Sabemos que uma característica básica dos produtos concebidos especificamente para os novos meios digitais é a substituição da tradicional figura “narradora”, aquela figura que nas formas narrativas anteriores (romances, filme) apresentavam aos leitores ou espectadores os acontecimentos da diegese, por novos agentes enunciadores. Grosso modo, costuma-se apontar como marca diferencial dos meios digitais a interatividade, ou, mais exatamente, o agenciamento do espectador: tudo o que vai se desenrolar na tela depende agora das decisões, ações e iniciativas tomadas pelo sujeito que se relaciona com ela, o usuário do computador (Machado, 2007: 12).

Os meios digitais são frutos do desenvolvimento tecnológico, que se observou mais avidamente nas últimas duas décadas do século XX. As tecnologias digitais “aplicadas à eletrônica e às telecomunicações passaram a transformar de maneira irreversível os campos nos quais se verificam os fenômenos de produção, difusão e consumo de obras audiovisuais, até mesmo a obra cinematográfica” (Silva, 2009: 45).
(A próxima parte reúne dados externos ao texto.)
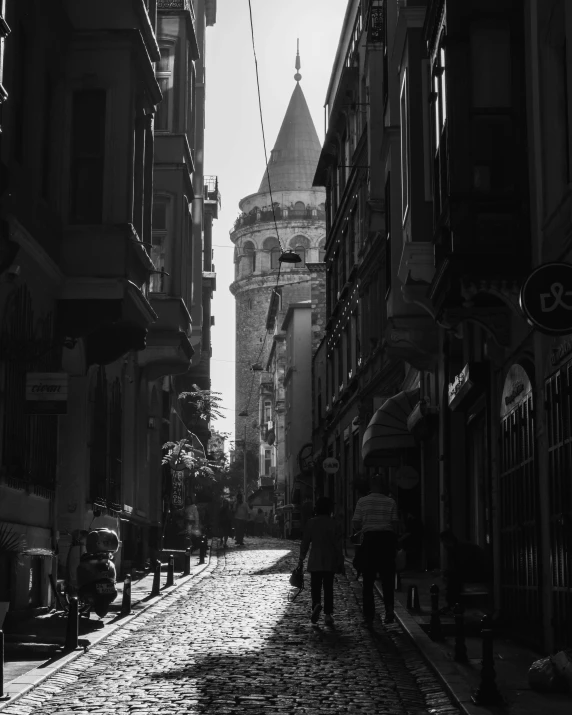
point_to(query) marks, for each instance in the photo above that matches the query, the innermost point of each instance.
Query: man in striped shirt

Assim como Silva (2009), o teórico Edmond Couchot (1998: 228) afirma que as relações do sujeito com as tecnologias digitais também foram suscitadas principalmente pelas telecomunicações e pelo funcionamento das redes, que modificaram de forma explícita a posição do sujeito, colocando-o numa situação de conexão onde os efeitos de multiplicação e de distribuição são bastante acentuados. Ainda segundo Couchot (1998),

além de multiplicar-se, o sujeito que navega no espaço virtual entra em contato com outros sujeitos virtuais, seus homólogos no ciberespaço, com os quais vai realizar trocas intersubjetivas. Machado (2007) complementa:

Entrar dentro do filme, atravessar a fronteira entre o atual e o virtual, passar para o lado de lá, escapar para dentro do universo de pura ficção do cinema, esse talvez tenha sido o sonho maior de toda a aventura cinematográfica, o sonho de um cinema permeável ao espectador, um cinema capaz de transformar o espectador em protagonista e mergulhá-lo inteiramente dentro da história (Machado, 2007: 164).
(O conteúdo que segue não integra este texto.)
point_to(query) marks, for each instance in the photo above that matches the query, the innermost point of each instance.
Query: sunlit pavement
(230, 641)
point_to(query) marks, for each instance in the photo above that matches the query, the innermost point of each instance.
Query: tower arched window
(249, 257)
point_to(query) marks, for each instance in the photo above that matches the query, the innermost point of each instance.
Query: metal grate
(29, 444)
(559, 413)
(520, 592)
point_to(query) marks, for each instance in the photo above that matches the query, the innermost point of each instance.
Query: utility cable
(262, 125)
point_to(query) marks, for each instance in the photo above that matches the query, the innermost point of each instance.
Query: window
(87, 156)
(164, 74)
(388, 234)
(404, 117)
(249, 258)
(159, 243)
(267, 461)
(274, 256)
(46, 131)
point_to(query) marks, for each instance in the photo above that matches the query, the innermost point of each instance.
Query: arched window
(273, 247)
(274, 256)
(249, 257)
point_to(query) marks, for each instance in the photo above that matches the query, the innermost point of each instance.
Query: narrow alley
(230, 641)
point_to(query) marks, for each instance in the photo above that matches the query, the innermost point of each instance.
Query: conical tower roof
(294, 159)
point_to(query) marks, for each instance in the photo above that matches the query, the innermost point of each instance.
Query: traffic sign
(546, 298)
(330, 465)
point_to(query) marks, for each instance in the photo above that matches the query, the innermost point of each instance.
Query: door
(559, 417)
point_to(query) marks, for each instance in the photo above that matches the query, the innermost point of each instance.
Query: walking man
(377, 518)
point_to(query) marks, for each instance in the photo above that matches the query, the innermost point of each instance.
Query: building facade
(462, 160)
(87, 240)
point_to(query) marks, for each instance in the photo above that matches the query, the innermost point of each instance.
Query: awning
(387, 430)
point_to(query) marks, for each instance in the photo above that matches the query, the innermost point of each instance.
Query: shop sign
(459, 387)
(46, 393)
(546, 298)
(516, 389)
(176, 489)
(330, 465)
É por meio das redes sociais virtuais que projetos artísticos e culturais, entre eles os audiovisuais, se expandem e ganham a atenção de usuários de várias partes do mundo, sendo que em alguns desses projetos não é exigido que o usuário/colaborador tenha conhecimento técnico ou experiência profissional na área em questão. Assim, ao tratar, por exemplo, da elaboração do argumento para cinema, observa-se a superação de um suposto reinado do autor/guionista pelos novos colaboradores, interagentes e/ou usuários do ciberespaço.
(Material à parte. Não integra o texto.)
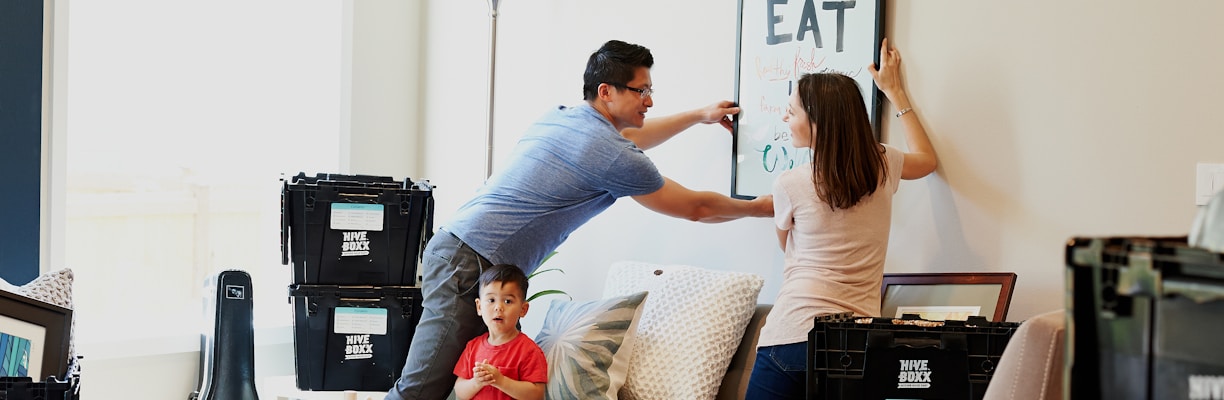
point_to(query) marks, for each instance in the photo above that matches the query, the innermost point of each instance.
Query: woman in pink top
(832, 218)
Portanto, com base nestas prerrogativas, este trabalho de investigação debruça-se na construção aberta de conteúdo audiovisual, tendo como suporte o ciberespaço, onde o público atua como coautor na elaboração do argumento e se ancora através da proliferação de blogs, wikis e sites de relacionamento online. Os projetos cinematográficos analisados neste trabalho - Life in a Day, do produtor/diretor inglês Ridley Scott e do diretor escocês Kevin Macdonald; No amor, do diretor Marco Abujamra e da produtora Mariana Marinho; e Um gato sem nome e outros filmes, de seis diretores portugueses - são alguns dos exemplos significativos que fazem referência ao “novo” cenário que o cinema tem incorporado.